I planted a mess of wivian tobacco seedlings out in the brush. these are from seeds taken from plants down in the wash. Funny thing, some plants came up on their own in the edge of the garden. A blessing, to have such a great healing plant around.
A lot of the stuff Seed Search has is from the Hopi and Tarahumara, mountain peoples. Much of what I have that thrives, tho, is Apache, from their mountains. Started a mess of kohlrabi, turnips and so on, and hope it rains enough to keep them going till I return. Then, black radishes and so on. As God wills, so am I.
I still haven’t turned on the gas. Water line runs under the road to my place, so by late after noon, the cold water is pretty warm. Soon, of course, I’ll need a heater. But, I hope before New Years, I’ll have a solar water heater on the roof. I lived a Penna winter with only a small electric heater and lived in a snow suit. Thank God, I could go to the Y to swim and shower, and use the sauna.
I’m thinking of getting a mornina tree. They put a lot of nitrogen in the soil, and can be coppiced for mulch and greens.
If you would, please ask the Lord to comfort Susan. She’s 60 now, and taking it hard. God’s peace to you. Niio.
I was reading older posts today. Saw the mention of black radishes. I have seed for those to plant as soon as the dirt clods are smoothed out and the new planting area can be used.
I see how many things I either planner or was promised and didn’t happen. That’s ok. Still plodding along. Body is healing. Hubs mind getting worse and younger son wonderfully alive. Pretty amazing since Hubs heart stopped late in 2018. Son flatlined in the ambulance in April of this year.2019.
My arm surgery was still quite new when Hubs needed CPR and needed surgery to replace a broken pacemaker lead into the heart.
I laughed that my prayers must work better than my CPR. I did one handed CPR with him leaning up against a wall seated on an old bar stool. I couldn’t budge him so prayed and hit the pacemaker then CPR till he started trying to come back. Then yelling at him to stay with me. Slapped his face when he’d start fading away again.
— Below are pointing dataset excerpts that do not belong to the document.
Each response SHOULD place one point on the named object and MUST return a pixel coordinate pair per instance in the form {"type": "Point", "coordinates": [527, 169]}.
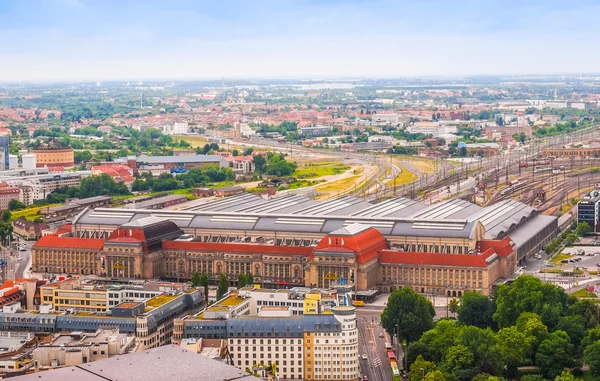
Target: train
{"type": "Point", "coordinates": [392, 361]}
{"type": "Point", "coordinates": [513, 188]}
{"type": "Point", "coordinates": [526, 164]}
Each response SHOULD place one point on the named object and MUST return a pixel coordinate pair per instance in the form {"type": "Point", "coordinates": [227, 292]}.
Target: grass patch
{"type": "Point", "coordinates": [405, 177]}
{"type": "Point", "coordinates": [320, 169]}
{"type": "Point", "coordinates": [584, 293]}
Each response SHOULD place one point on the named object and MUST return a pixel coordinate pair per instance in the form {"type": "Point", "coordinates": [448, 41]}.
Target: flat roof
{"type": "Point", "coordinates": [167, 362]}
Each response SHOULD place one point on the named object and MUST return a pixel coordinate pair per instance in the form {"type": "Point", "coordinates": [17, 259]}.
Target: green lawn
{"type": "Point", "coordinates": [320, 169]}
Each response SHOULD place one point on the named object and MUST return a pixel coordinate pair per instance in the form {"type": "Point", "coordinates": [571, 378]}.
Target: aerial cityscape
{"type": "Point", "coordinates": [299, 190]}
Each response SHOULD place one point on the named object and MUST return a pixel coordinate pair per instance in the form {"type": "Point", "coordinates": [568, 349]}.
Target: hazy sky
{"type": "Point", "coordinates": [142, 39]}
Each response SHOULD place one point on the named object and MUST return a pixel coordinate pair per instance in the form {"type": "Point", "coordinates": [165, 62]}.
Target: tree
{"type": "Point", "coordinates": [554, 354]}
{"type": "Point", "coordinates": [487, 377]}
{"type": "Point", "coordinates": [222, 286]}
{"type": "Point", "coordinates": [476, 309]}
{"type": "Point", "coordinates": [436, 375]}
{"type": "Point", "coordinates": [241, 280]}
{"type": "Point", "coordinates": [453, 306]}
{"type": "Point", "coordinates": [574, 326]}
{"type": "Point", "coordinates": [592, 358]}
{"type": "Point", "coordinates": [514, 347]}
{"type": "Point", "coordinates": [204, 283]}
{"type": "Point", "coordinates": [260, 163]}
{"type": "Point", "coordinates": [196, 279]}
{"type": "Point", "coordinates": [440, 338]}
{"type": "Point", "coordinates": [458, 358]}
{"type": "Point", "coordinates": [529, 294]}
{"type": "Point", "coordinates": [420, 368]}
{"type": "Point", "coordinates": [586, 309]}
{"type": "Point", "coordinates": [482, 343]}
{"type": "Point", "coordinates": [530, 324]}
{"type": "Point", "coordinates": [566, 376]}
{"type": "Point", "coordinates": [583, 228]}
{"type": "Point", "coordinates": [412, 313]}
{"type": "Point", "coordinates": [533, 377]}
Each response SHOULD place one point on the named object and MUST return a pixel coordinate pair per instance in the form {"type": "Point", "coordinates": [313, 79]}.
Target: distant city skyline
{"type": "Point", "coordinates": [62, 40]}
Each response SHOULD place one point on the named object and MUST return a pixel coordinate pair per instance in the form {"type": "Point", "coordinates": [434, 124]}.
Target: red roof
{"type": "Point", "coordinates": [70, 242]}
{"type": "Point", "coordinates": [238, 248]}
{"type": "Point", "coordinates": [435, 259]}
{"type": "Point", "coordinates": [365, 244]}
{"type": "Point", "coordinates": [502, 247]}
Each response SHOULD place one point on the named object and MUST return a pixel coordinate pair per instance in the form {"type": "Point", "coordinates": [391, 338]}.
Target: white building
{"type": "Point", "coordinates": [177, 128]}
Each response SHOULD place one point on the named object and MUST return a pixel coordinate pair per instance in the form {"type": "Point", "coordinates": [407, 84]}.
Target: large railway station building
{"type": "Point", "coordinates": [446, 248]}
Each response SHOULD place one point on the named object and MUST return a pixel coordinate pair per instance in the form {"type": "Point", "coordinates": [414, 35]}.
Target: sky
{"type": "Point", "coordinates": [195, 39]}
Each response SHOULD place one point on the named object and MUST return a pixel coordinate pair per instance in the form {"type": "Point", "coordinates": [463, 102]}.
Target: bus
{"type": "Point", "coordinates": [395, 371]}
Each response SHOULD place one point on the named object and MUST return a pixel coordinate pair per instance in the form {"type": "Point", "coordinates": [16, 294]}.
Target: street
{"type": "Point", "coordinates": [376, 367]}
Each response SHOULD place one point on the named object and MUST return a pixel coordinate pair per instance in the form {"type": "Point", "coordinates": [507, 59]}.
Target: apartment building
{"type": "Point", "coordinates": [7, 194]}
{"type": "Point", "coordinates": [319, 345]}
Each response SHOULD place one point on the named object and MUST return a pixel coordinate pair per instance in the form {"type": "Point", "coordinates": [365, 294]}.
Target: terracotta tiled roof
{"type": "Point", "coordinates": [70, 242]}
{"type": "Point", "coordinates": [238, 248]}
{"type": "Point", "coordinates": [412, 258]}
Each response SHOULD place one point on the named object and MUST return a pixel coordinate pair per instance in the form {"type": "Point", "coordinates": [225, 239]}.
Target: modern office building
{"type": "Point", "coordinates": [4, 155]}
{"type": "Point", "coordinates": [53, 153]}
{"type": "Point", "coordinates": [260, 328]}
{"type": "Point", "coordinates": [587, 209]}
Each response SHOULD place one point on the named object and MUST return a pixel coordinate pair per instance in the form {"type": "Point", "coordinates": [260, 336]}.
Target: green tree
{"type": "Point", "coordinates": [420, 368]}
{"type": "Point", "coordinates": [574, 326]}
{"type": "Point", "coordinates": [204, 283]}
{"type": "Point", "coordinates": [583, 228]}
{"type": "Point", "coordinates": [586, 309]}
{"type": "Point", "coordinates": [410, 312]}
{"type": "Point", "coordinates": [487, 377]}
{"type": "Point", "coordinates": [566, 376]}
{"type": "Point", "coordinates": [482, 343]}
{"type": "Point", "coordinates": [529, 294]}
{"type": "Point", "coordinates": [260, 163]}
{"type": "Point", "coordinates": [436, 375]}
{"type": "Point", "coordinates": [514, 347]}
{"type": "Point", "coordinates": [458, 358]}
{"type": "Point", "coordinates": [533, 377]}
{"type": "Point", "coordinates": [241, 280]}
{"type": "Point", "coordinates": [592, 358]}
{"type": "Point", "coordinates": [222, 286]}
{"type": "Point", "coordinates": [196, 279]}
{"type": "Point", "coordinates": [554, 354]}
{"type": "Point", "coordinates": [440, 338]}
{"type": "Point", "coordinates": [531, 325]}
{"type": "Point", "coordinates": [453, 306]}
{"type": "Point", "coordinates": [476, 309]}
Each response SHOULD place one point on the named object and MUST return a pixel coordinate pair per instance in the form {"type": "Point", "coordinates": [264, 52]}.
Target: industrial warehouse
{"type": "Point", "coordinates": [446, 248]}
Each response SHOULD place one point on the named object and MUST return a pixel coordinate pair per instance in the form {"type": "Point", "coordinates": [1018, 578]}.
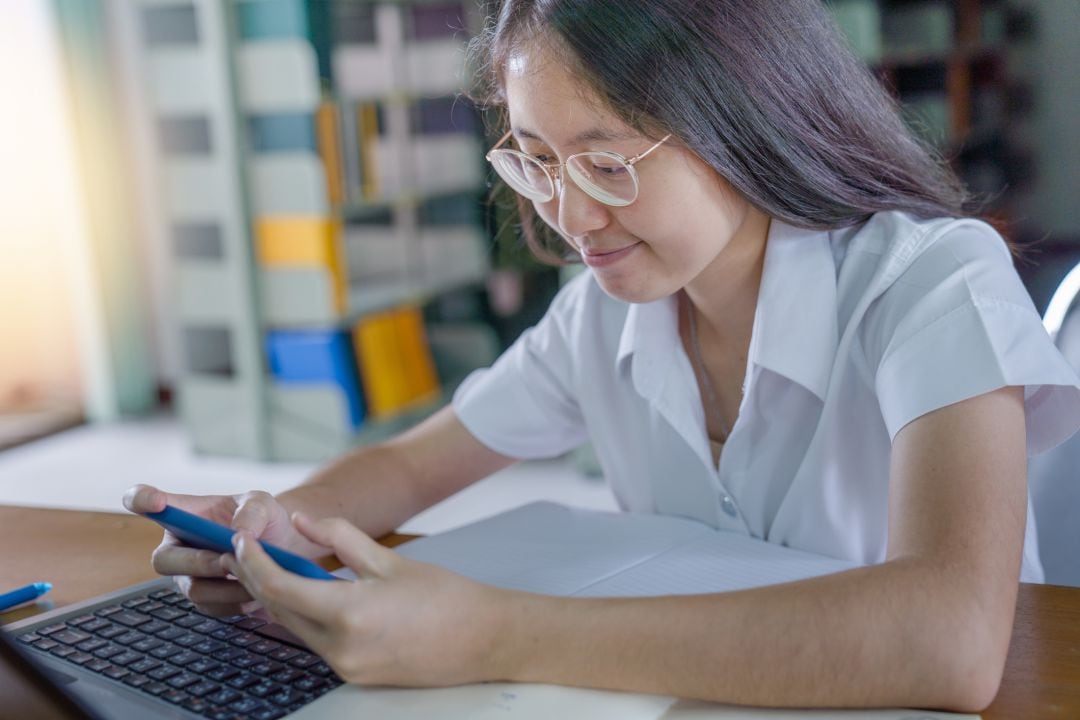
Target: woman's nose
{"type": "Point", "coordinates": [578, 213]}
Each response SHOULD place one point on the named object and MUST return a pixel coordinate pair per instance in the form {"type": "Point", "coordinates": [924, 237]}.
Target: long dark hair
{"type": "Point", "coordinates": [766, 93]}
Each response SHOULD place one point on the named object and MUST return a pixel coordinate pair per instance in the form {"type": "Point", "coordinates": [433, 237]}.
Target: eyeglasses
{"type": "Point", "coordinates": [607, 177]}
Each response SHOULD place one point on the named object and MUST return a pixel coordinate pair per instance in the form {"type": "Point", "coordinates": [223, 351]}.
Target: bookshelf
{"type": "Point", "coordinates": [322, 182]}
{"type": "Point", "coordinates": [947, 64]}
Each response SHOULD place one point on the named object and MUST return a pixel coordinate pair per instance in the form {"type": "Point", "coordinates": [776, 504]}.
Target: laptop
{"type": "Point", "coordinates": [147, 652]}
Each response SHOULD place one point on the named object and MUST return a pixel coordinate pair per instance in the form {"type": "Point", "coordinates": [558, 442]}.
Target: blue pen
{"type": "Point", "coordinates": [31, 592]}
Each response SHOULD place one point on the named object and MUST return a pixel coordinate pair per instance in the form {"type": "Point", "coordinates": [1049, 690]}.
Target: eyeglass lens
{"type": "Point", "coordinates": [604, 176]}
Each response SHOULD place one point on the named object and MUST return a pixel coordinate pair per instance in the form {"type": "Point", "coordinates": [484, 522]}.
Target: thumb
{"type": "Point", "coordinates": [352, 546]}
All while calling 911 with my almost useless right hand.
God is good.
We still don’t have a gas line put in. The company guy was seriously injured and they aren’t replacing him. They are waiting for his recovery. My tractor hasn’t run most of the last 8 or 9 months. That may be a soon project we’ll dig. They still have to lay and hook up pipes. It will save me money and the hook up can be done.
My solar array and batteries should be back up again soon. It’s been rebuilt and redesigned. Took my ideas and engineers have made it happen. New batteries are in now. Back up batteries will hold 5K with over 4K available. I should finally be able to have a refrigerator.
🙂
Are they winter radishes? All winter radishes are short-day producers; if planted in the heat usually make a lot of seed pods (good for snacking on and in salads). Black Spanish and -Schifferstadt, China Rose, daikon all make good roots and will go as deep as eight feet (skinny tap root) to access fertility and will break up plow pan. Any that survive winter, I keep only so many of the best (6-10 plants) and cut the rest off right below the ground. Other garden plants will follow the decaying roots deep into the soil. Farmers using them say their soil is a lot softer deep down, and water soaks deeper. Turnips are good, too, for the spring and kohlrabi.
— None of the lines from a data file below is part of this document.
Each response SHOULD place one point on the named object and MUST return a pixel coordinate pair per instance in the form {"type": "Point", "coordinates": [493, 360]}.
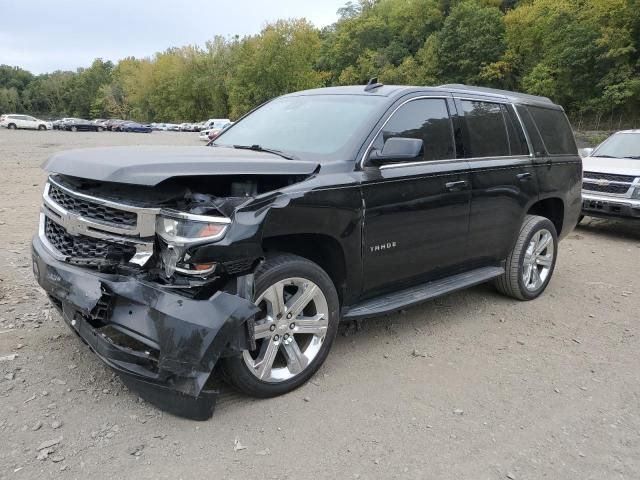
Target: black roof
{"type": "Point", "coordinates": [395, 91]}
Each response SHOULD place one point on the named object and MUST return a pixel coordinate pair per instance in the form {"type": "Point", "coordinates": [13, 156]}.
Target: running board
{"type": "Point", "coordinates": [415, 295]}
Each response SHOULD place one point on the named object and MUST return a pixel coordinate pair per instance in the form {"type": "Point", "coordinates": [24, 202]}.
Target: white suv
{"type": "Point", "coordinates": [14, 121]}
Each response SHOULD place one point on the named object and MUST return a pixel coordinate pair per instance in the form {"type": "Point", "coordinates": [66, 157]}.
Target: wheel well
{"type": "Point", "coordinates": [551, 208]}
{"type": "Point", "coordinates": [320, 249]}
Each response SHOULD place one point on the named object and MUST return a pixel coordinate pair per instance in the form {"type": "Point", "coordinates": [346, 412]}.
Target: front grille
{"type": "Point", "coordinates": [610, 188]}
{"type": "Point", "coordinates": [94, 250]}
{"type": "Point", "coordinates": [609, 176]}
{"type": "Point", "coordinates": [92, 210]}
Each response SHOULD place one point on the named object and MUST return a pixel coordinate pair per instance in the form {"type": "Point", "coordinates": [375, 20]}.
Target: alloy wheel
{"type": "Point", "coordinates": [538, 260]}
{"type": "Point", "coordinates": [290, 331]}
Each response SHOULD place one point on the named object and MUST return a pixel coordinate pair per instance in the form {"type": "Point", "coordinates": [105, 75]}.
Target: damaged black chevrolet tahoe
{"type": "Point", "coordinates": [319, 206]}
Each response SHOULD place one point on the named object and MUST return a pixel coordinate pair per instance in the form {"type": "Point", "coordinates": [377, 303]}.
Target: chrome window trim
{"type": "Point", "coordinates": [449, 160]}
{"type": "Point", "coordinates": [194, 217]}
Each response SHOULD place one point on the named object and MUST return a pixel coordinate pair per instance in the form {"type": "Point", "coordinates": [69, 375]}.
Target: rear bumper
{"type": "Point", "coordinates": [606, 206]}
{"type": "Point", "coordinates": [163, 345]}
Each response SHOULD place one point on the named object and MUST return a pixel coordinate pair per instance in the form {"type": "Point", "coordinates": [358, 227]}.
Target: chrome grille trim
{"type": "Point", "coordinates": [141, 236]}
{"type": "Point", "coordinates": [620, 186]}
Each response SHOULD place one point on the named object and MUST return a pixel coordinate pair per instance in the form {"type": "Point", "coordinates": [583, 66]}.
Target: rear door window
{"type": "Point", "coordinates": [425, 119]}
{"type": "Point", "coordinates": [486, 129]}
{"type": "Point", "coordinates": [532, 130]}
{"type": "Point", "coordinates": [555, 130]}
{"type": "Point", "coordinates": [517, 140]}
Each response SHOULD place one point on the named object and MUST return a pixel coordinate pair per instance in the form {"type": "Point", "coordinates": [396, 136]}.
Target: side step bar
{"type": "Point", "coordinates": [421, 293]}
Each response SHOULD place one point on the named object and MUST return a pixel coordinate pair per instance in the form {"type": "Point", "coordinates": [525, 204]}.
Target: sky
{"type": "Point", "coordinates": [47, 35]}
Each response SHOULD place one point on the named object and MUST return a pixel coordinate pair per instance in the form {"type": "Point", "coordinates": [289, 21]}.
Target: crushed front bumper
{"type": "Point", "coordinates": [163, 345]}
{"type": "Point", "coordinates": [607, 206]}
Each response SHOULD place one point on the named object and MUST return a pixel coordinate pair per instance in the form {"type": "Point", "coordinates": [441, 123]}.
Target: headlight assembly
{"type": "Point", "coordinates": [179, 231]}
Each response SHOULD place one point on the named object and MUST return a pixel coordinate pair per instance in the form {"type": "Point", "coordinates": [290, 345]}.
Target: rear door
{"type": "Point", "coordinates": [416, 212]}
{"type": "Point", "coordinates": [503, 176]}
I’m interplanting 6-shooter sweet corn and peanuts. They mature about the same time, 120 days for dry corn. The moringia (thank you, Claude, for encouraging me to try them!) is now in a larger pot, waiting for the monsoons. And, I planted love-lies-bleeding amaranth instead of red merlot or Tarahumara. The Tarahumara didn’t set seeds, and the merlot blew over in the winds. I always had a good crop of greens and grain from the loves, with short, wooden stalks. No one ever swiped one like they do the others. People think it’s only a flower, you see 🙂 and too big to steal.
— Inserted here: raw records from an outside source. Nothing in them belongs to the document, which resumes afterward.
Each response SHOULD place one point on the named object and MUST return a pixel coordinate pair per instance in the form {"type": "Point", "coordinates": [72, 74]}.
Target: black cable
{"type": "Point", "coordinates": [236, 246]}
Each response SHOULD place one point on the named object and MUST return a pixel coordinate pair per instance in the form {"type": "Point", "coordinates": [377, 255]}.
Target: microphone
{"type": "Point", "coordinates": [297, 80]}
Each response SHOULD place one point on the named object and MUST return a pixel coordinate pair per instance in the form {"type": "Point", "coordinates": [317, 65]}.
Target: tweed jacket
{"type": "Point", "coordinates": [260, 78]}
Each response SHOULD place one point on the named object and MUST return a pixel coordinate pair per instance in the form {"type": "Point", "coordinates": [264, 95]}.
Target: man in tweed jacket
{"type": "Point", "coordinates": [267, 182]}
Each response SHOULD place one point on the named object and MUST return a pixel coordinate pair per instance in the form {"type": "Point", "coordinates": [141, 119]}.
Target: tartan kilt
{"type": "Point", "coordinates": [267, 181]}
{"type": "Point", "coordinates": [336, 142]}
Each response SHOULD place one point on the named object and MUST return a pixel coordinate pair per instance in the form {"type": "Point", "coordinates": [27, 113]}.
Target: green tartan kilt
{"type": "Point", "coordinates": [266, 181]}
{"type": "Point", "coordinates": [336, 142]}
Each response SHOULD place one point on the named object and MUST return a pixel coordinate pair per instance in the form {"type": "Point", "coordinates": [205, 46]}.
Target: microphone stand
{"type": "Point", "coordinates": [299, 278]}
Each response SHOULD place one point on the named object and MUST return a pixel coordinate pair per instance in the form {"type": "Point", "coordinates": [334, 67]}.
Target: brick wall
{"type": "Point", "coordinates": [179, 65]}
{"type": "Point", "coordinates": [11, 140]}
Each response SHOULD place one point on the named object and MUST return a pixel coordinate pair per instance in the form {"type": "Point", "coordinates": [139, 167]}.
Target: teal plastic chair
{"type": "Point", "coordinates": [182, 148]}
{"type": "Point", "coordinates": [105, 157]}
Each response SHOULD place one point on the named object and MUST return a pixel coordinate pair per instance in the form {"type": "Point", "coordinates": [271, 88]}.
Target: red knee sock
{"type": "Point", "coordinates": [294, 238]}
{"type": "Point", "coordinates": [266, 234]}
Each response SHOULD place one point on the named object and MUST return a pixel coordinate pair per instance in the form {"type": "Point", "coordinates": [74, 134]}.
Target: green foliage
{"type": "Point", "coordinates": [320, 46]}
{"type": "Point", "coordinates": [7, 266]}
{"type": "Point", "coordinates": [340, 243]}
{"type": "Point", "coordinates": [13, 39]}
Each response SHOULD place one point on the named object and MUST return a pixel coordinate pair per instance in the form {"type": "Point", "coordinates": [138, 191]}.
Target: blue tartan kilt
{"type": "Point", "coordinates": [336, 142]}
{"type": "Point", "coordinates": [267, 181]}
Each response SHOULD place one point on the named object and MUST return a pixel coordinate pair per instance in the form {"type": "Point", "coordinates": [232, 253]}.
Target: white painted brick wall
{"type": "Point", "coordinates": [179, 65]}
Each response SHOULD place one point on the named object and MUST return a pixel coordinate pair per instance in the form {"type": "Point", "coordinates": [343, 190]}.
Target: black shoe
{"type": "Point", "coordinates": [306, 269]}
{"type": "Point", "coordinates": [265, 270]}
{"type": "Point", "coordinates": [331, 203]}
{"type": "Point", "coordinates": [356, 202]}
Good! I’m glad you’re blessed and healing. You sound like a great person to have around. God helps you and blesses you. Get that tractor running before it freezes up. I have little idea how to rebuild one, we used horses. Dad, though, bought an old caterpillar farm tractor at a farm sale and it had sat in the weather for a few years. He went to the library and they found him manuals and so on. He spent the winter taking it apart and rebuilt it. Come spring the last nut was tightened down and he filled it with gas. Then tried it. Yo, it ran and is still running. It has to be 80 years old by now, but the cousin who bought it said her husband about worships it.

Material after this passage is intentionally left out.